こぼれ話~アラン・カルデック自伝~『天国と地獄Ⅱ』より

 前回の記事で紹介した『天国と地獄Ⅱ』には、訳者の浅岡夢二さんの計らいにより、「アラン・カルデック自伝」として、『遺稿集』の「自伝的ノート」の抄訳が収録されています。

 これは、カルデックのスピリティズムとの出会いや『霊の書』などの著作活動などにおける霊との交流の記録になっています。例によって、カルデックも知識人らしく、最初は霊現象に対してきわめて懐疑的な態度を取ります。しかし、次第に「起こっている事態がとてつもなく重大であるらしい」ということに気づきます。

 そして、その後のカルデックの態度に感心させられます。少し引用します。

 やがて、それぞれの霊人から、その境涯に応じた情報を得ることになっていく。

 それは、ちょうど、外国人から、その国に関する情報を教えてもらうようなものだった。各人から、彼が属する階級や境遇に応じたことを教えてもらえるが、あくまでも、それは個人的な情報にすぎず、それだけでは、国の全体について知ることは決してできない。さまざまな方面から情報を集め、それらを吟味し、比較し、照合し、その上で全体像をつくり上げるのは、われわれの役目である。

 そんなふうにして、人間と付き合うようにして霊人たちと付き合った。最もつまらない霊から、最も偉大な霊に至るまで、決してその言葉を鵜呑みにすることなく、あくまでも単なる情報提供者として扱ったのである。

 すごいですね。こうやって、『霊の書』や『霊媒の書』などが作られていったのですね。

 ある晩、家で、霊による物音が続いたことがあったそうです。そして、それは、どうやら当時執筆中だった『霊の書』について、霊の側から言いたいこと、というより気に入らない部分があったからのようでした。
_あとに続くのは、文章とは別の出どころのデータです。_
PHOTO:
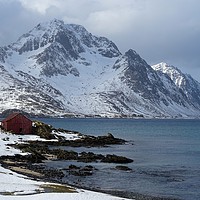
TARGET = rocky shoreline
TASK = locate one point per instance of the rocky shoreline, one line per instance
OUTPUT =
(32, 164)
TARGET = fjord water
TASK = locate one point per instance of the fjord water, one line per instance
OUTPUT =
(166, 156)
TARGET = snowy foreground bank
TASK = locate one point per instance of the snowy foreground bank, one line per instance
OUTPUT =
(16, 186)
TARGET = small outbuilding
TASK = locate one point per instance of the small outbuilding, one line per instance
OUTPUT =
(17, 123)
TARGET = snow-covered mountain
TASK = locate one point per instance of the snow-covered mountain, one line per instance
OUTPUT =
(58, 68)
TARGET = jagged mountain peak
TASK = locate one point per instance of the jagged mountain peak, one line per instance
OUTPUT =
(74, 38)
(57, 68)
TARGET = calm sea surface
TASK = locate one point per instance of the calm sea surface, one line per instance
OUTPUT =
(166, 156)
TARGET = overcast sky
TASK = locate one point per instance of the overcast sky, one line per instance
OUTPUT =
(159, 30)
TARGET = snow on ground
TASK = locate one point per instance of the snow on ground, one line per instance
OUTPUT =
(15, 186)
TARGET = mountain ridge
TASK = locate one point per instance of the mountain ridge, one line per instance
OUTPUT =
(56, 69)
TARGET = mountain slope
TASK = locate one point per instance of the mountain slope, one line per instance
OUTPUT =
(59, 68)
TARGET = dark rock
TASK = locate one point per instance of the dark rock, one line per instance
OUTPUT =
(116, 159)
(123, 168)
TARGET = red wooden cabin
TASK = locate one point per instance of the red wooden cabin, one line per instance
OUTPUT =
(17, 123)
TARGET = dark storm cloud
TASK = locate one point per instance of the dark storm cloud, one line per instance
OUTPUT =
(158, 30)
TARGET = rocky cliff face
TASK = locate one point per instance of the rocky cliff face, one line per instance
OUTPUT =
(59, 68)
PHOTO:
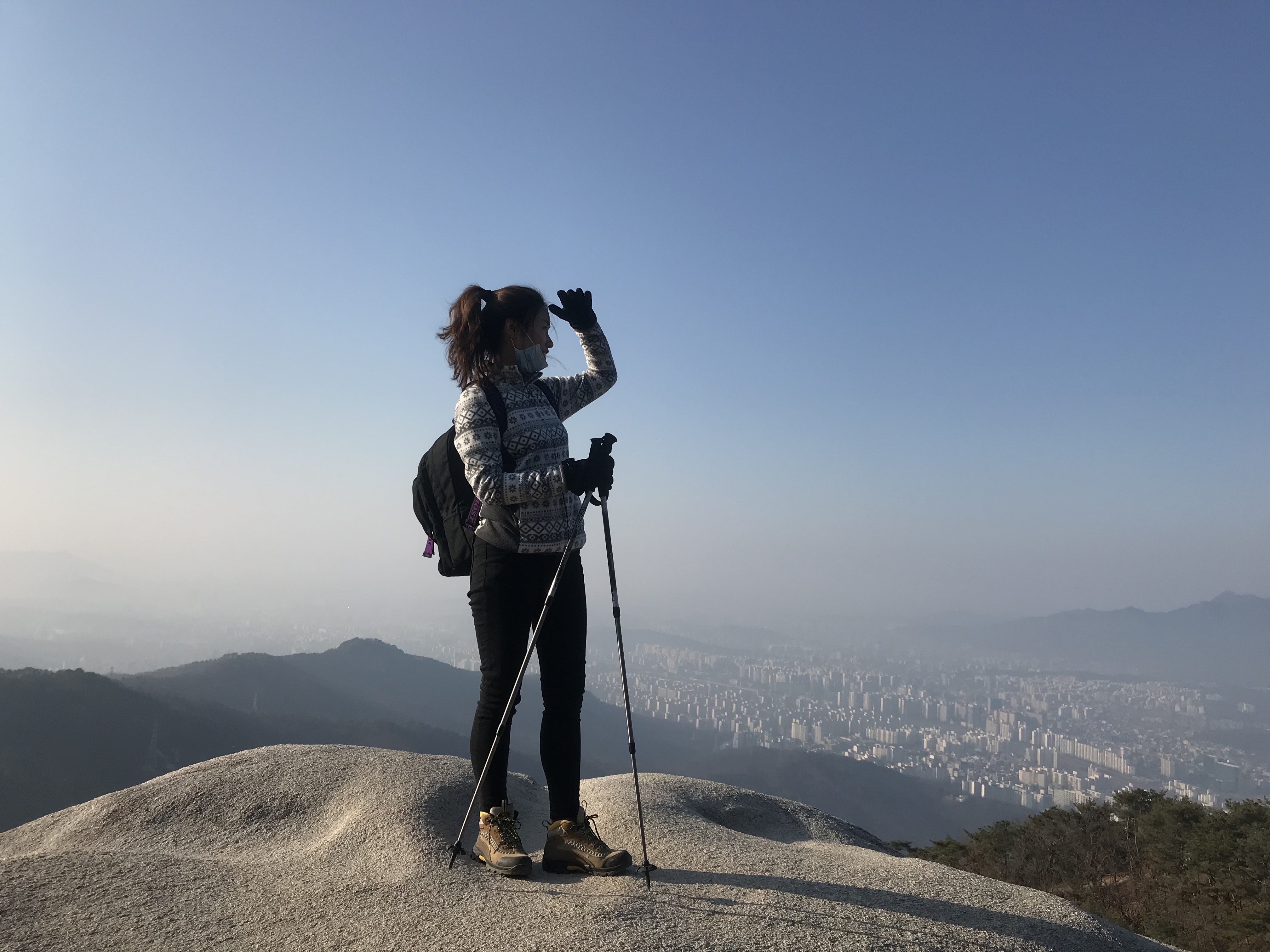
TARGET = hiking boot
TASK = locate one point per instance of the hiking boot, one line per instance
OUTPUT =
(498, 845)
(575, 846)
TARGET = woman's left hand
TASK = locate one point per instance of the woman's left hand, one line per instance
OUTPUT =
(576, 309)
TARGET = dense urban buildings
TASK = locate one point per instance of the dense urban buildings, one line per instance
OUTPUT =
(1033, 739)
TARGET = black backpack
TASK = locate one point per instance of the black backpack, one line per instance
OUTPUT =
(445, 504)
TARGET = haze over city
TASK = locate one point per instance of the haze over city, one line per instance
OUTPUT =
(916, 309)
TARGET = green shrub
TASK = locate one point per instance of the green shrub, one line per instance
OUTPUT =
(1168, 869)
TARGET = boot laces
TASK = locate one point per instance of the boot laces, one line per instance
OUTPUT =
(508, 832)
(590, 833)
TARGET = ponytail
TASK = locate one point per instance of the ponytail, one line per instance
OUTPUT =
(474, 334)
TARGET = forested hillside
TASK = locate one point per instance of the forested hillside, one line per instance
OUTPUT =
(1168, 869)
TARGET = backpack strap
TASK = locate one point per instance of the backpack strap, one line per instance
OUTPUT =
(546, 391)
(496, 404)
(500, 408)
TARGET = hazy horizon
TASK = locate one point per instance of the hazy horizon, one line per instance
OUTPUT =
(916, 310)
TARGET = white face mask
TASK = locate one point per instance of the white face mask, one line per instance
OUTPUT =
(531, 360)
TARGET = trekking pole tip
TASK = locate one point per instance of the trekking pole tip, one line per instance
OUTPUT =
(455, 851)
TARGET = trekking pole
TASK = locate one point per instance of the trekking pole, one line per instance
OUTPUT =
(511, 701)
(621, 659)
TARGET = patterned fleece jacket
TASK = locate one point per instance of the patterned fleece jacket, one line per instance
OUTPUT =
(534, 492)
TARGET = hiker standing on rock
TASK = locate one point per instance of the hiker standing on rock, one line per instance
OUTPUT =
(516, 457)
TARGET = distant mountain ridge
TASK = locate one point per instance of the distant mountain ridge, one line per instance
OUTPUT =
(1223, 640)
(73, 735)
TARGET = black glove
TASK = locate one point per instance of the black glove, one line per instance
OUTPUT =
(591, 474)
(576, 309)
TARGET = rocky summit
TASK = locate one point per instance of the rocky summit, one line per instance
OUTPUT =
(346, 848)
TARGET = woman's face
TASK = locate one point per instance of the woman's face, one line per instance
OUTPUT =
(539, 332)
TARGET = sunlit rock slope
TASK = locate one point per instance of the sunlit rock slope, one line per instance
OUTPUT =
(343, 847)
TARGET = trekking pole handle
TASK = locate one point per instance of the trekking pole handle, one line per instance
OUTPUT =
(601, 447)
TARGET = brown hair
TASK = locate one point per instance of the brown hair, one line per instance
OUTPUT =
(474, 334)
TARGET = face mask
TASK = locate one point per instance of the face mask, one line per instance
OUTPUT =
(531, 360)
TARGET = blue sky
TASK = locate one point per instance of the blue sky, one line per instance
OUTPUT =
(916, 306)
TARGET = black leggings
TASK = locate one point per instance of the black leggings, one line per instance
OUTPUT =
(506, 594)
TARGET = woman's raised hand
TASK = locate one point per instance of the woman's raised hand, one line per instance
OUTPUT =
(576, 309)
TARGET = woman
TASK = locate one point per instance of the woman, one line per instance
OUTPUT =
(530, 493)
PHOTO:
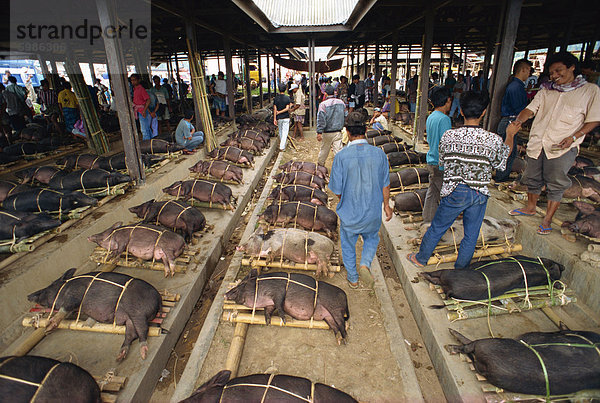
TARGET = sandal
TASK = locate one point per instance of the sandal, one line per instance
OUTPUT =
(517, 212)
(412, 257)
(544, 231)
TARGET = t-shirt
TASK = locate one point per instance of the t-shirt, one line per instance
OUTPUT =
(359, 174)
(183, 132)
(468, 155)
(67, 99)
(437, 124)
(281, 101)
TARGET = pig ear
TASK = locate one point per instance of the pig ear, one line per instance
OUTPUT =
(68, 274)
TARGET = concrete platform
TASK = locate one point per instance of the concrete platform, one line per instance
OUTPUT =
(458, 381)
(96, 352)
(312, 353)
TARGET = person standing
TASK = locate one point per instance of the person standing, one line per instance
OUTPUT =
(467, 156)
(437, 124)
(360, 179)
(298, 110)
(281, 115)
(513, 102)
(330, 121)
(141, 103)
(566, 109)
(69, 106)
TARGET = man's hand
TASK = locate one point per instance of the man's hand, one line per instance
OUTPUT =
(388, 212)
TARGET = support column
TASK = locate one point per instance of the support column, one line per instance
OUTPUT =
(118, 73)
(229, 78)
(422, 91)
(394, 76)
(247, 79)
(503, 65)
(377, 77)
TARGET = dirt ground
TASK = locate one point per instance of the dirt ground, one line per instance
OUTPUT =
(364, 367)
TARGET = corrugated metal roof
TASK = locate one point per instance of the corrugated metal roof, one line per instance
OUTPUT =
(296, 13)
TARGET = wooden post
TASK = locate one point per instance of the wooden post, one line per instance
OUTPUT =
(422, 92)
(118, 73)
(260, 78)
(377, 77)
(229, 76)
(190, 33)
(503, 65)
(394, 76)
(247, 79)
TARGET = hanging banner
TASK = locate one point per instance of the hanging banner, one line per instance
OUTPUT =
(320, 67)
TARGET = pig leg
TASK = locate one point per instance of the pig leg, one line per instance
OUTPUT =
(130, 336)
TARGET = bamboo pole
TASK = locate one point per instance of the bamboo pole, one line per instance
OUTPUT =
(478, 253)
(284, 265)
(234, 356)
(239, 317)
(97, 328)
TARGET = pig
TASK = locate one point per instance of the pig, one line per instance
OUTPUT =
(582, 186)
(299, 193)
(410, 201)
(8, 188)
(587, 221)
(408, 176)
(219, 169)
(34, 132)
(308, 215)
(42, 174)
(65, 382)
(371, 133)
(295, 297)
(250, 389)
(303, 166)
(157, 146)
(406, 157)
(26, 149)
(492, 229)
(511, 364)
(78, 161)
(379, 140)
(18, 225)
(244, 143)
(504, 274)
(292, 244)
(173, 214)
(145, 241)
(232, 154)
(394, 147)
(300, 178)
(201, 190)
(87, 179)
(138, 303)
(47, 200)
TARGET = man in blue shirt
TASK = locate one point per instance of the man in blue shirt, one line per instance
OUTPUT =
(513, 102)
(360, 178)
(437, 123)
(186, 135)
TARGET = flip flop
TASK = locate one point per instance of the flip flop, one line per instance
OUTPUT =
(517, 212)
(544, 231)
(412, 257)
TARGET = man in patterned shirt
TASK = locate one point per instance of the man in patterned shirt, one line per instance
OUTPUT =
(467, 155)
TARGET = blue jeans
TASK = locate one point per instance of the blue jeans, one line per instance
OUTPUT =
(146, 126)
(462, 200)
(197, 139)
(348, 243)
(503, 176)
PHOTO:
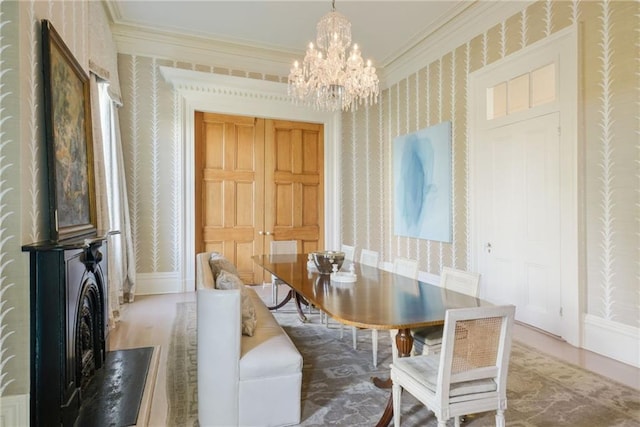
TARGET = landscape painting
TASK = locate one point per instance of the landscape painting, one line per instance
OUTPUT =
(422, 183)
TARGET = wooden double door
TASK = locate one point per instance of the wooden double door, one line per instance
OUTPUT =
(257, 180)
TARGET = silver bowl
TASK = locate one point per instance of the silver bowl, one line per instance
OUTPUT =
(324, 260)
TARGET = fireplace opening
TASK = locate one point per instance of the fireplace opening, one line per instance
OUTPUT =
(89, 333)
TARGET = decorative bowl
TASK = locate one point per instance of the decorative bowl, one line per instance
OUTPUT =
(324, 260)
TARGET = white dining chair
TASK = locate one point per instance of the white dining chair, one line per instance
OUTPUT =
(368, 259)
(281, 247)
(470, 373)
(428, 340)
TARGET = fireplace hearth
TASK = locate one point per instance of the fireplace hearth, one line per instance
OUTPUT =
(69, 325)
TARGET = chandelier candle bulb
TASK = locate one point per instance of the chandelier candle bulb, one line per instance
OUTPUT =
(328, 78)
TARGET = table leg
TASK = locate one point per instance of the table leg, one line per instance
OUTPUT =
(301, 315)
(404, 342)
(283, 302)
(298, 300)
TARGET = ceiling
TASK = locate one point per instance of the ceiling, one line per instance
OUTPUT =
(383, 29)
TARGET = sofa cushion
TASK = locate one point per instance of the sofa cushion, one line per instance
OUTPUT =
(269, 353)
(218, 263)
(227, 280)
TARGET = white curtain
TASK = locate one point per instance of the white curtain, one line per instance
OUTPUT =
(111, 198)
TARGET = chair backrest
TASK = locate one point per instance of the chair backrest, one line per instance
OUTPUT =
(349, 252)
(460, 281)
(406, 267)
(476, 345)
(368, 257)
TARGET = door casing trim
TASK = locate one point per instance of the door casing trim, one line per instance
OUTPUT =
(562, 48)
(216, 93)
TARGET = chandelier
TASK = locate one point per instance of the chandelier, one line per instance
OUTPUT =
(329, 78)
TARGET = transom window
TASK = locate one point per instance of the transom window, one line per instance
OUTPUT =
(523, 92)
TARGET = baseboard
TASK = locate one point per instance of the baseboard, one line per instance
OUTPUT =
(612, 339)
(14, 410)
(158, 283)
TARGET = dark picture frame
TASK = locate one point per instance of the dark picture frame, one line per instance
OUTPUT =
(67, 111)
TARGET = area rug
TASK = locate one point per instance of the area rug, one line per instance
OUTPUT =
(337, 388)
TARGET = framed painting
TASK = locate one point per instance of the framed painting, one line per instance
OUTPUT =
(67, 110)
(422, 183)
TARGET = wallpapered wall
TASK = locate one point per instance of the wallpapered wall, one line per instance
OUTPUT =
(150, 124)
(23, 204)
(611, 82)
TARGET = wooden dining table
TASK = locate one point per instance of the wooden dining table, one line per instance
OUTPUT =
(377, 299)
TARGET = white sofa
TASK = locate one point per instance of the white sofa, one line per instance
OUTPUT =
(242, 380)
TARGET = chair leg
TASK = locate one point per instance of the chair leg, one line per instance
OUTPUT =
(274, 292)
(354, 337)
(374, 346)
(394, 349)
(396, 392)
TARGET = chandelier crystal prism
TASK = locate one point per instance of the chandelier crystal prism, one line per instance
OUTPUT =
(328, 78)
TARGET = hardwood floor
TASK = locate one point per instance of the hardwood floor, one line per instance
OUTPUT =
(148, 321)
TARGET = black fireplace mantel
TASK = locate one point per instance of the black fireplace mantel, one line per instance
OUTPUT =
(68, 280)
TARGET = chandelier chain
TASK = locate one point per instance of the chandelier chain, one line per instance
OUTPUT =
(329, 78)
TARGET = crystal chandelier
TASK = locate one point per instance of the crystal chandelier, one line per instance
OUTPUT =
(328, 78)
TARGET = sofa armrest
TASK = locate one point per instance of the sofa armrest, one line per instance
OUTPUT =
(218, 334)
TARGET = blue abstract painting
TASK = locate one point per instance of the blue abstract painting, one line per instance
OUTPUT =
(422, 183)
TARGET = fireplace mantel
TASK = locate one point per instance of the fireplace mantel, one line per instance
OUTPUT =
(69, 324)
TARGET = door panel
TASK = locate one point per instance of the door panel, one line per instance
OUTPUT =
(230, 169)
(295, 182)
(519, 213)
(257, 180)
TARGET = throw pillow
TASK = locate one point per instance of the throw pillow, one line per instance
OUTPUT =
(217, 262)
(227, 280)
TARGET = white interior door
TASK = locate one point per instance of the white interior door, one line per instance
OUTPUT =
(518, 200)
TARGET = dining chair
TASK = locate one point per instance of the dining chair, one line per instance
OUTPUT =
(281, 247)
(470, 373)
(428, 340)
(349, 255)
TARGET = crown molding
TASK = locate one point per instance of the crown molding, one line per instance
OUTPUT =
(139, 40)
(458, 26)
(427, 32)
(467, 24)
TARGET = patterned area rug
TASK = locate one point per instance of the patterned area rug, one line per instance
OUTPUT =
(337, 388)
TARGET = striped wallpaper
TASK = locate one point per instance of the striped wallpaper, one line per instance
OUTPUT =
(438, 92)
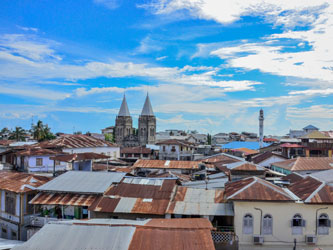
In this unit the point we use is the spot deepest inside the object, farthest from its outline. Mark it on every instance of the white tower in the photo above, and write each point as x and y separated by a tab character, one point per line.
261	128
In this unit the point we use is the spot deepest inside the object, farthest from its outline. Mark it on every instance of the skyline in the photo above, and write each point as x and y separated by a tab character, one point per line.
207	65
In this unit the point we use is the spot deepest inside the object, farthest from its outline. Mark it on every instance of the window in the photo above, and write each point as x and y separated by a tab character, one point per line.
323	224
39	161
297	224
10	203
30	207
267	224
248	224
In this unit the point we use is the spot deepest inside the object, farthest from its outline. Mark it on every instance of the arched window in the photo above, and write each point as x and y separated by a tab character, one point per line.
248	224
267	224
323	224
297	224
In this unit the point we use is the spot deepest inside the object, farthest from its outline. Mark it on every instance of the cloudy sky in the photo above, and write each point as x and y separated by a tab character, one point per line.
208	65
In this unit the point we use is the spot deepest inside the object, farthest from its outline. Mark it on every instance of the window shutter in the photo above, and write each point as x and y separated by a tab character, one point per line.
303	223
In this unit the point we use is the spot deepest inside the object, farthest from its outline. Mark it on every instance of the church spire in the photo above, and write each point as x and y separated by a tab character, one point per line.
147	108
124	108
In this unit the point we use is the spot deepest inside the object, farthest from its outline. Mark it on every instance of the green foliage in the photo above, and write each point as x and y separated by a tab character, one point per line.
42	132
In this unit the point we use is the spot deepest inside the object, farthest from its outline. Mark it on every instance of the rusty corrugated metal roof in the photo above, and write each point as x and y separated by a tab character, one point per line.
255	189
194	201
63	199
166	164
306	164
136	195
20	182
76	141
79	157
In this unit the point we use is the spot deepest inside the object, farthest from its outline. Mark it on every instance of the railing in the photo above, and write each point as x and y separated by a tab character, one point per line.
39	221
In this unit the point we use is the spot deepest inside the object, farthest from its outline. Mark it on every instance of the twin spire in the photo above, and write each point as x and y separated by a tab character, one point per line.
147	109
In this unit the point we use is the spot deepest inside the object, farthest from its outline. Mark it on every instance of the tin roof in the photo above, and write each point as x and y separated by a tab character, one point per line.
20	182
306	164
109	234
137	196
76	141
82	182
135	150
63	199
79	157
264	156
255	189
194	201
166	164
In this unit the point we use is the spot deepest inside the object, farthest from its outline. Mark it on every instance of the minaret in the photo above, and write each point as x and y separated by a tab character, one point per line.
123	123
261	128
147	124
霊は具体的な修正点は指示せず、この章のこのあたりを読み返してみよと言います。そして、カルデックが再検討すると、確かに重大な誤りが見つかったそうです。その後も、霊からのアドバイスが繰り返されて、ようやく『霊の書』は出版へと至ります。

 こうしたカルデックの真摯で慎重な検証姿勢や、以前紹介したステイトン・モーゼスの真剣な霊との格闘などを改めて見ると、19世紀から20世紀にかけて欧米人たちが霊に対して取っていたこのような姿勢を、どうして私たちは失ってしまったのだろうと、本当に残念な思いがしますね・・・。21世紀の日本人もがんばらねば・・・。